Folks, we encountered a problem: for vmull_high_p64 intrinsic there was not generated PMULL2 instruction.
This happened because the vmull_high_p64 is implemented through vmull_p64:

__ai poly128_t vmull_high_p64(poly64x2_t __p0, poly64x2_t __p1) {

poly128_t __ret;

__ret = vmull_p64((poly64_t)(vget_high_p64(__p0)), (poly64_t)(vget_high_p64(__p1)));

return __ret;


__ai poly128_t vmull_p64(poly64_t __p0, poly64_t __p1) {

poly128_t __ret;

__ret = (poly128_t) __builtin_neon_vmull_p64(__p0, __p1);

return __ret;


There also exist pattern to convert this into PMULL2:

def : Pat<(int_aarch64_neon_pmull64 (extractelt (v2i64 V128:$Rn), (i64 1)),
(extractelt (v2i64 V128:$Rm), (i64 1))),
(PMULLv2i64 V128:$Rn, V128:$Rm)>;

The problem is that ISel apply that pattern only when corresponding IR is inside basic block.
Some optimizations could hoist extraction operators out of current basic block(Loop invariant code motion).
In the result PMULL2 is not used.

GlobalISel could resolve that problem. But it does not handle this pattern yet and switched on by default for -O0 only.
Another alternative to have PMULL2 is to create specific builtin for vmull_high_p64 intrinsic.

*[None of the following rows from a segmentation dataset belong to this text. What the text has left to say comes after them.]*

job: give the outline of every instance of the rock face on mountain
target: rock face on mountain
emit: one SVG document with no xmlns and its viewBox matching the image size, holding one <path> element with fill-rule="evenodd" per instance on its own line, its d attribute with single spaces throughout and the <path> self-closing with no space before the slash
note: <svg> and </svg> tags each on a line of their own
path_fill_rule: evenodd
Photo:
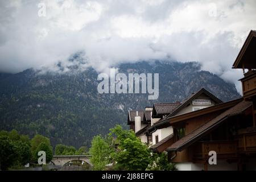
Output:
<svg viewBox="0 0 256 182">
<path fill-rule="evenodd" d="M 126 126 L 127 110 L 155 102 L 182 101 L 204 88 L 224 101 L 240 97 L 234 84 L 196 63 L 138 62 L 118 65 L 118 72 L 159 73 L 159 96 L 147 94 L 100 94 L 98 73 L 76 68 L 66 73 L 39 74 L 32 69 L 0 73 L 0 130 L 13 129 L 32 136 L 40 134 L 52 144 L 89 146 L 92 137 L 104 135 L 119 123 Z"/>
</svg>

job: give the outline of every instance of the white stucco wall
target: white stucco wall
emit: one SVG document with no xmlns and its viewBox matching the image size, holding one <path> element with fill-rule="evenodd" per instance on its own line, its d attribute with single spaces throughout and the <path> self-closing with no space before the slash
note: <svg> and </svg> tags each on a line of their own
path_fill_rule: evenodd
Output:
<svg viewBox="0 0 256 182">
<path fill-rule="evenodd" d="M 203 164 L 195 164 L 193 163 L 178 163 L 176 164 L 176 167 L 179 171 L 201 171 L 204 167 Z M 237 171 L 237 164 L 228 163 L 225 160 L 218 160 L 216 165 L 209 165 L 208 166 L 208 171 Z"/>
<path fill-rule="evenodd" d="M 167 128 L 157 130 L 154 133 L 152 133 L 152 140 L 153 144 L 155 144 L 155 136 L 158 135 L 158 142 L 164 139 L 174 133 L 172 126 L 170 126 Z"/>
</svg>

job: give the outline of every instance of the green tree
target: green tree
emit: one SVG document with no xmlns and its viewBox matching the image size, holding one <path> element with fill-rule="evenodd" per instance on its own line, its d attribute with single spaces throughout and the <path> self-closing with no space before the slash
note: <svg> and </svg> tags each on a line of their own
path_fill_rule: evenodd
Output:
<svg viewBox="0 0 256 182">
<path fill-rule="evenodd" d="M 168 162 L 167 152 L 154 153 L 153 158 L 146 171 L 177 171 L 175 164 Z"/>
<path fill-rule="evenodd" d="M 92 147 L 89 150 L 89 153 L 92 155 L 90 161 L 93 166 L 93 169 L 104 169 L 105 165 L 111 162 L 110 155 L 113 152 L 113 148 L 109 147 L 106 139 L 101 135 L 93 137 Z"/>
<path fill-rule="evenodd" d="M 23 166 L 30 162 L 32 157 L 30 143 L 17 140 L 12 141 L 12 143 L 14 146 L 15 154 L 17 157 L 16 164 Z"/>
<path fill-rule="evenodd" d="M 6 170 L 17 159 L 14 144 L 8 136 L 0 135 L 0 168 Z"/>
<path fill-rule="evenodd" d="M 11 146 L 11 161 L 9 160 L 7 164 L 8 167 L 20 167 L 31 160 L 31 153 L 30 151 L 30 141 L 28 136 L 20 135 L 16 130 L 12 130 L 8 133 L 1 131 L 0 135 L 5 136 L 2 138 L 2 142 L 9 143 Z M 3 141 L 5 138 L 5 141 Z M 5 146 L 7 147 L 7 146 Z M 3 152 L 6 150 L 3 148 Z M 8 157 L 5 158 L 8 159 Z"/>
<path fill-rule="evenodd" d="M 39 146 L 42 143 L 43 143 L 44 144 L 42 144 L 42 146 L 39 147 Z M 43 146 L 44 147 L 44 146 L 46 145 L 48 147 L 46 147 L 46 148 L 47 150 L 47 151 L 44 151 L 46 153 L 46 158 L 47 159 L 49 159 L 51 156 L 52 157 L 52 147 L 51 145 L 51 142 L 49 140 L 49 139 L 45 137 L 43 135 L 36 135 L 32 139 L 31 139 L 31 153 L 32 155 L 32 160 L 37 163 L 38 162 L 38 153 L 40 150 L 40 150 L 41 148 L 42 148 Z M 49 150 L 48 150 L 49 149 Z M 49 156 L 48 157 L 47 156 Z"/>
<path fill-rule="evenodd" d="M 66 148 L 66 146 L 62 144 L 58 144 L 55 146 L 55 155 L 63 155 L 63 151 Z"/>
<path fill-rule="evenodd" d="M 118 145 L 115 152 L 112 154 L 117 162 L 117 169 L 145 170 L 152 160 L 147 146 L 142 143 L 131 130 L 123 130 L 120 125 L 110 129 L 110 135 Z"/>
<path fill-rule="evenodd" d="M 48 143 L 45 142 L 41 142 L 38 146 L 36 150 L 36 152 L 34 154 L 35 158 L 38 159 L 38 153 L 40 151 L 43 151 L 46 154 L 46 162 L 49 162 L 52 159 L 52 147 L 49 145 Z"/>
</svg>

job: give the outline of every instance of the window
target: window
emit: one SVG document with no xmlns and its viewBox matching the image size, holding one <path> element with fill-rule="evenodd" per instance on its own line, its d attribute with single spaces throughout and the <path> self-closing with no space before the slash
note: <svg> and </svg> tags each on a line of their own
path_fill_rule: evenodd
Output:
<svg viewBox="0 0 256 182">
<path fill-rule="evenodd" d="M 179 140 L 185 136 L 185 127 L 180 127 L 177 129 L 177 139 Z"/>
<path fill-rule="evenodd" d="M 155 143 L 158 143 L 158 135 L 155 136 Z"/>
</svg>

Would it be OK to add extra builtin for vmull_high_p64 intrinsic to resolve this problem(

__builtin_neon_vmull_high_p64/llvm.aarch64.neon.pmull_high_64) ?

Thank you, Alexey.

For this specific sort of issue, we have some code in CodeGenPrepare::tryToSinkFreeOperands to try to rearrange the IR so the necessary instructions are in the same basic block.

If we can’t make that work, we could consider adding a separate intrinsic.